Multi-Center Colonoscopy Quality Measurement Utilizing Natural Language Processing

Background:An accurate system for tracking of colonoscopy quality and surveillance intervals could improve the effectiveness and cost-effectiveness of colorectal cancer (CRC) screening and surveillance. The purpose of this study was to create and test such a system across multiple institutions utilizing natural language processing (NLP).Methods:From 42,569 colonoscopies with pathology records from 13 centers, we randomly sampled 750 paired reports. We trained (n=250) and tested (n=500) an NLP-based program with 19 measurements that encompass colonoscopy quality measures and surveillance interval determination, using blinded, paired, annotated expert manual review as the reference standard. The remaining 41,819 nonannotated documents were processed through the NLP system without manual review to assess performance consistency.
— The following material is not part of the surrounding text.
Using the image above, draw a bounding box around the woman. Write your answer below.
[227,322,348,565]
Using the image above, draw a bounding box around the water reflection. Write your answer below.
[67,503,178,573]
The primary outcome was system accuracy across the 19 measures.Results:A total of 176 (23.5%) documents with 252 (1.8%) discrepant content points resulted from paired annotation. Error rate within the 500 test documents was 31.2% for NLP and 25.4% for the paired annotators (P=0.001). At the content point level within the test set, the error rate was 3.5% for NLP and 1.9% for the paired annotators (P=0.04). When eight vaguely worded documents were removed, 125 of 492 (25.4%) were incorrect by NLP and 104 of 492 (21.1%) by the initial annotator (P=0.07). Rates of pathologic findings calculated from NLP were similar to those calculated by annotation for the majority of measurements. Test set accuracy was 99.6% for CRC, 95% for advanced adenoma, 94.6% for nonadvanced adenoma, 99.8% for advanced sessile serrated polyps, 99.2% for nonadvanced sessile serrated polyps, 96.8% for large hyperplastic polyps, and 96.0% for small hyperplastic polyps. Lesion location showed high accuracy (87.0–99.8%). Accuracy for number of adenomas was 92%.Conclusions:NLP can accurately report adenoma detection rate and the components for determining guideline-adherent colonoscopy surveillance intervals across multiple sites that utilize different methods for reporting colonoscopy findings.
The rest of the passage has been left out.